First, it would not be much of an exaggeration to say that Jesus of Nazareth grew up under the shadow of the cross… Immediately after the death of Herod the Great in 4 BC there was a serious attempt at revolt in Galilee led by Judas ben Hezekiah. Josephus describes this as the most serious incident of its kind between Pompey’s conquest of Palestine in 63 BC and the fall of the Temple in AD 70 (Josephus Apion 1.34; Antiquities 17.271f.; War 2.56). Varus, the Roman general in charge in the province of Syria at the time, did what the Romans did best: he crushed the rebellion brutally and crucified around two thousand of the rebels. The Galilee of Jesus’s boyhood, then, knew all about Roman crosses (Antiquities 17.286–98; War 2.66–79).[vi]
The second point of special interest for us is the way in which the Romans sometimes used crucifixion as a way of mocking a victim with social or political pretensions. “You want to be high and lifted up?” they said in effect. “All right, we’ll give you ‘high and lifted up.’” Crucifixion thus meant not only killing by slow torture, not only shaming, not only issuing a warning, but also parodying the ambitions of the uppity rebels.[vii]

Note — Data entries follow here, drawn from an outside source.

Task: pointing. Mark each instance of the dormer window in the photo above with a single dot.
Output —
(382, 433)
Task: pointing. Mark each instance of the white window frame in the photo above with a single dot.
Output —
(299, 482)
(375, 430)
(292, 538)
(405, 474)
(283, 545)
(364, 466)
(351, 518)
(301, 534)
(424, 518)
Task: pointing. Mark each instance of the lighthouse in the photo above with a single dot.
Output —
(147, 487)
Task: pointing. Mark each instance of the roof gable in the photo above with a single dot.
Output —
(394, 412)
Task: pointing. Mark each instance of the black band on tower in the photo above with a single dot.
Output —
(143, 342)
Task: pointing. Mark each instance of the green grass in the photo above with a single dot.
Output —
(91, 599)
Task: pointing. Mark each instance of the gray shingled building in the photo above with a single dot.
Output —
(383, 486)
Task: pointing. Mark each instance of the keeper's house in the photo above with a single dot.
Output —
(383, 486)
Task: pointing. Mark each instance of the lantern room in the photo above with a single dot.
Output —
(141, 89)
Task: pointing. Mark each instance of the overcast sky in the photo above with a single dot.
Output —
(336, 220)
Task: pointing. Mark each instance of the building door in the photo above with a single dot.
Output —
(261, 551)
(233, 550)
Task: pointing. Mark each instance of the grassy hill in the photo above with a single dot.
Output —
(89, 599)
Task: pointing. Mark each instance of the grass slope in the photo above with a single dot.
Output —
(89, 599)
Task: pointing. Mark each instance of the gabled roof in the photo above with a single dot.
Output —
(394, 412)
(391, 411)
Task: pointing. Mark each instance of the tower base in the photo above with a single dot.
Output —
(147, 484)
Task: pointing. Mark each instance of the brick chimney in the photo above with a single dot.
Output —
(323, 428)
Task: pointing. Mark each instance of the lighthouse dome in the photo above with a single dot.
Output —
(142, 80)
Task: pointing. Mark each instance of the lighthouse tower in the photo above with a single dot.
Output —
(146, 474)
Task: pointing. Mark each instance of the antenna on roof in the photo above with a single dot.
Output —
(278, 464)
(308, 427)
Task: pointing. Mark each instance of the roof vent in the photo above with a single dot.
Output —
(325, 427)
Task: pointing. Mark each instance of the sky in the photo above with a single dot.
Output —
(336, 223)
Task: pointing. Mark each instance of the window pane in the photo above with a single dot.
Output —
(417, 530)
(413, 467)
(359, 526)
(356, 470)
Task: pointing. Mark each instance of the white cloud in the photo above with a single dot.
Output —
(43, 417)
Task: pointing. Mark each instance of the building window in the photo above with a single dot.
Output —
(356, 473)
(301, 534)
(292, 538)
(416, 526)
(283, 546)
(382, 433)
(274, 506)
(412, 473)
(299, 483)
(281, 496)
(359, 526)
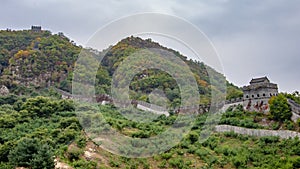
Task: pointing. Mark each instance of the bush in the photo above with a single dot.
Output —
(280, 108)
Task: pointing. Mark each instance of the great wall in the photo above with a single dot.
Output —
(255, 98)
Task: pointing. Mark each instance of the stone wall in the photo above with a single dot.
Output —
(285, 134)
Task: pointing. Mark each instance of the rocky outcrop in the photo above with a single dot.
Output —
(4, 91)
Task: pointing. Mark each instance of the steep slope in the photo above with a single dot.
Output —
(36, 60)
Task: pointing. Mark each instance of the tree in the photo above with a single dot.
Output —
(280, 108)
(43, 159)
(31, 153)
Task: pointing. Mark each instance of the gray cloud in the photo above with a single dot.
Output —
(253, 38)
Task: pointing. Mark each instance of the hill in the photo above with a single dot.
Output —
(36, 60)
(37, 132)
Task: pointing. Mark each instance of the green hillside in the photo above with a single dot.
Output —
(39, 132)
(36, 60)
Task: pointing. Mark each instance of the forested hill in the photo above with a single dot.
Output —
(35, 60)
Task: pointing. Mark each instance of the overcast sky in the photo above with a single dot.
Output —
(253, 38)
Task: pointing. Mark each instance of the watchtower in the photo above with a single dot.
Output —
(36, 28)
(257, 94)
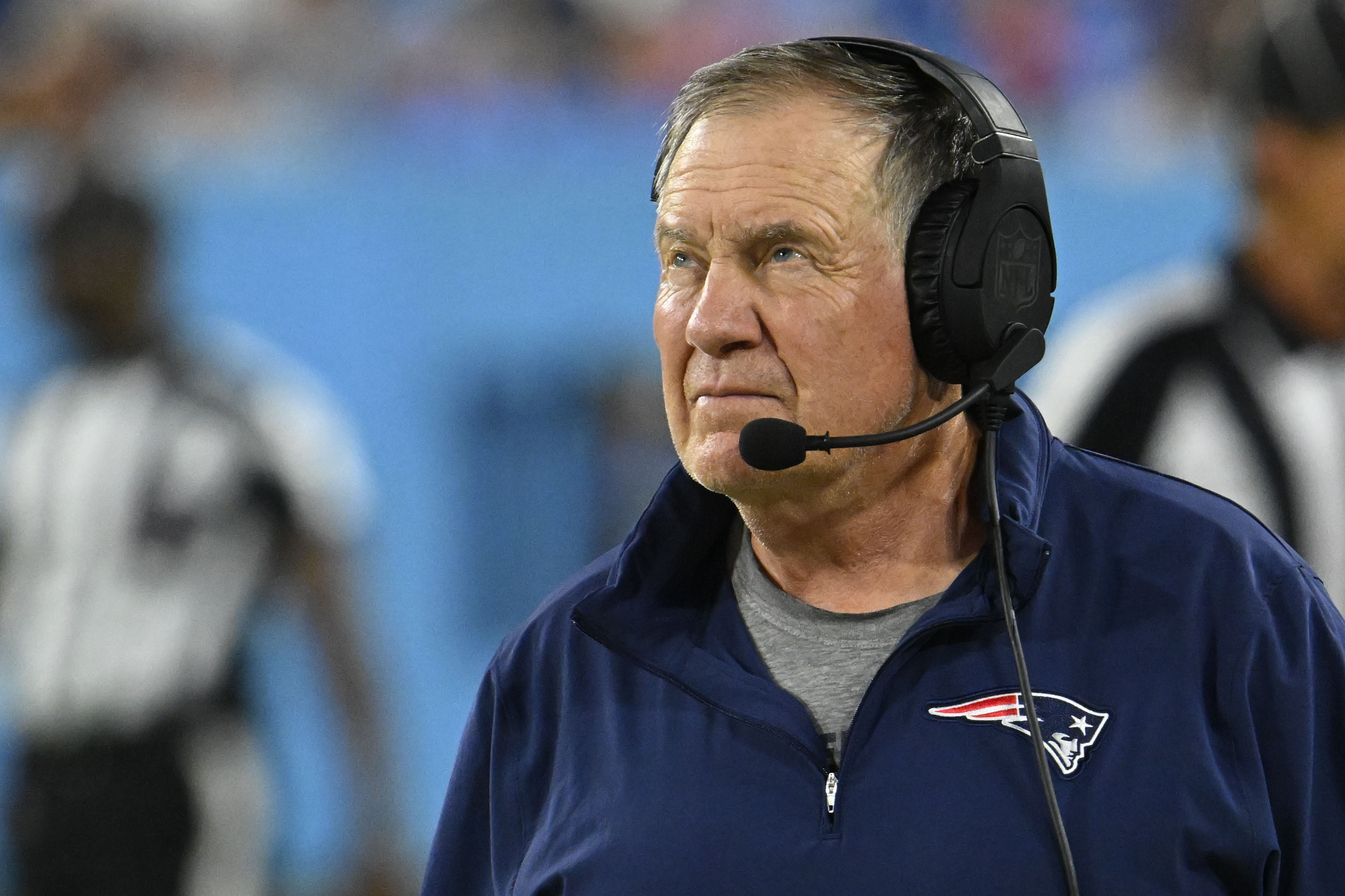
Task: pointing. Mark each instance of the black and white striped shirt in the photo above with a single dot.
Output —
(1192, 374)
(142, 506)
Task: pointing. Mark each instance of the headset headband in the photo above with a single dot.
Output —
(1000, 131)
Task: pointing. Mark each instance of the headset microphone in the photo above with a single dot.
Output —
(981, 267)
(770, 443)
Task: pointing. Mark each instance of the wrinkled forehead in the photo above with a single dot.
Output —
(798, 149)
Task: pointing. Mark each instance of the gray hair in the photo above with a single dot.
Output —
(929, 136)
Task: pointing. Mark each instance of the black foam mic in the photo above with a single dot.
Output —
(770, 443)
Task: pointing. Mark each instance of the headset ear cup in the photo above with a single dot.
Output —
(927, 247)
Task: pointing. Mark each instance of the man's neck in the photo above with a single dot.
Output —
(899, 529)
(1305, 291)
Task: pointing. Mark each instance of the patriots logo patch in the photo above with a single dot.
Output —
(1068, 728)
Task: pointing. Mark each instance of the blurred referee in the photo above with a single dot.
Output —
(149, 497)
(1232, 377)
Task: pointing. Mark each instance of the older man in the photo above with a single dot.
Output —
(801, 681)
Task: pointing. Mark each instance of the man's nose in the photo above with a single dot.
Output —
(725, 317)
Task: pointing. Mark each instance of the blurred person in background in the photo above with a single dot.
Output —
(150, 496)
(1234, 377)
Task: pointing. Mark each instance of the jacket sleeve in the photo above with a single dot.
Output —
(1294, 679)
(474, 853)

It already had a social meaning: “We are superior, and you are vastly inferior.” It had a political meaning: “We’re in charge here, and you and your nation count for nothing.” It therefore had a theological or religious meaning: the goddess Roma and Caesar, the son of a god, were superior to any and all local gods.[viii]
1 Corinthians 1:18–31 ESV
18 For the word of the cross is folly to those who are perishing, but to us who are being saved it is the power of God. 19 For it is written, “I will destroy the wisdom of the wise, and the discernment of the discerning I will thwart.” 20 Where is the one who is wise? Where is the scribe? Where is the debater of this age? Has not God made foolish the wisdom of the world? 21 For since, in the wisdom of God, the world did not know God through wisdom, it pleased God through the folly of what we preach to save those who believe. 22 For Jews demand signs and Greeks seek wisdom, 23 but we preach Christ crucified, a stumbling block to Jews and folly to Gentiles, 24 but to those who are called, both Jews and Greeks, Christ the power of God and the wisdom of God. 25 For the foolishness of God is wiser than men, and the weakness of God is stronger than men. 26 For consider your calling, brothers: not many of you were wise according to worldly standards, not many were powerful, not many were of noble birth. 27 But God chose what is foolish in the world to shame the wise; God chose what is weak in the world to shame the strong; 28 God chose what is low and despised in the world, even things that are not, to bring to nothing things that are, 29 so that no human being might boast in the presence of God. 30 And because of him you are in Christ Jesus, who became to us wisdom from God, righteousness and sanctification and redemption, 31 so that, as it is written, “Let the one who boasts, boast in the Lord.”
[i] Wright, N. T.. The Day the Revolution Began: Reconsidering the Meaning of Jesus's Crucifixion . HarperCollins. Kindle Edition. [ii] Ibid. [iii] Ibid. [iv] Ibid. [v]Ibid. [vi]Ibid. [vii]Ibid. [viii]Ibid.